I've heard more than once people say that the reason why there are many non-diffeomorphic smooth structures on $\mathbb{R}^n$ only for $n=4$ would be somehow "related to the fact that the spacetime in which we live is $4$-dimensional". Or, on the other hand, that there are exotic smooth structures only on $\mathbb{R}^4$ because "that's the dimension of spacetime".

So, first of all

1) Are there properties or phenomena of general relativity that are "specific" to $\mathbb{R}^{3,1}$, that is, the equivalent version on $\mathbb{R}^{n-1,1}$ does not hold for $n\neq 4$, or more generally on any other Lorentzian manifold homeomorphic to $\mathbb{R}^4$?
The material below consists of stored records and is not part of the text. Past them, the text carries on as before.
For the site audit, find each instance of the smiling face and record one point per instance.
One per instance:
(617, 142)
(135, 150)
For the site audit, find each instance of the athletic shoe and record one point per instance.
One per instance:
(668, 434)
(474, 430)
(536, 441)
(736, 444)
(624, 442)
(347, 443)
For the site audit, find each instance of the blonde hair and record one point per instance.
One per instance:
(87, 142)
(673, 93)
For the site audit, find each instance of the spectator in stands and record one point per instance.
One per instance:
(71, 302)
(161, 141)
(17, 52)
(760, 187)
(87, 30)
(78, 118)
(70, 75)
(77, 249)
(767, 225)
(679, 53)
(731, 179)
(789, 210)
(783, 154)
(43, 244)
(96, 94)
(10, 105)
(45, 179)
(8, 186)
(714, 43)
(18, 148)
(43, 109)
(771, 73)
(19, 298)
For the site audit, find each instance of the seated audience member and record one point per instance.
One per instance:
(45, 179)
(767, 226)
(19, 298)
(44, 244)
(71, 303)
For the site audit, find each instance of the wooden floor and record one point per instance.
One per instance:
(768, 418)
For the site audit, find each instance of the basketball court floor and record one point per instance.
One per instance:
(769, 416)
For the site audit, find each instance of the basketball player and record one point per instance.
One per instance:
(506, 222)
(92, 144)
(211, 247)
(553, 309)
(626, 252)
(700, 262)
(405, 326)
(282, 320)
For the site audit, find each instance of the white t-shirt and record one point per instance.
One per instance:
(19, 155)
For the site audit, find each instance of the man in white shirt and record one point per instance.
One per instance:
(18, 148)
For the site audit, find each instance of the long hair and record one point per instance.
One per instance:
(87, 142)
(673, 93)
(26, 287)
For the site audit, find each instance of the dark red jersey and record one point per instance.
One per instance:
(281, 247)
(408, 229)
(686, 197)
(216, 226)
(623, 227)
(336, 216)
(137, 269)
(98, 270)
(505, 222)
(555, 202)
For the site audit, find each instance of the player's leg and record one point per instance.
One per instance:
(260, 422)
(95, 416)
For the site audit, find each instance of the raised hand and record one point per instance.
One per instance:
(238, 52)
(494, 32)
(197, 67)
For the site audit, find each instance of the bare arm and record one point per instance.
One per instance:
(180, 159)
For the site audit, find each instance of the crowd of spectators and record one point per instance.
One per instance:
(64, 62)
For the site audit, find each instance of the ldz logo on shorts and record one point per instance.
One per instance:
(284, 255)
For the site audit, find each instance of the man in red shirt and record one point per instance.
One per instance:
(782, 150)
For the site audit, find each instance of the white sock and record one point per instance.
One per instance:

I know string theorists proved that if you cross $\mathbb{R}^{n-1,1}$ by a Calabi-Yau manifold then $n=4$ would result in a "critical dimension" for some properties (supersymmetry?) of string theory on the whole $\mathbb{R}^{3,1}\times\mathrm{CY}$, but I'm wondering if something special happens already at the level of GR.

And

2) Has anybody seriously considered the relationship between "the spacetime being $4$-dimensional" (i.e. $n=4$ being a "critical dimension" for GR/ string theory on $\mathbb{R}^{n-1,1}$) and the existence of exotic $\mathbb{R}^n$'s only for $n=4$? To which conclusions did they arrive? Which explanations did they provide?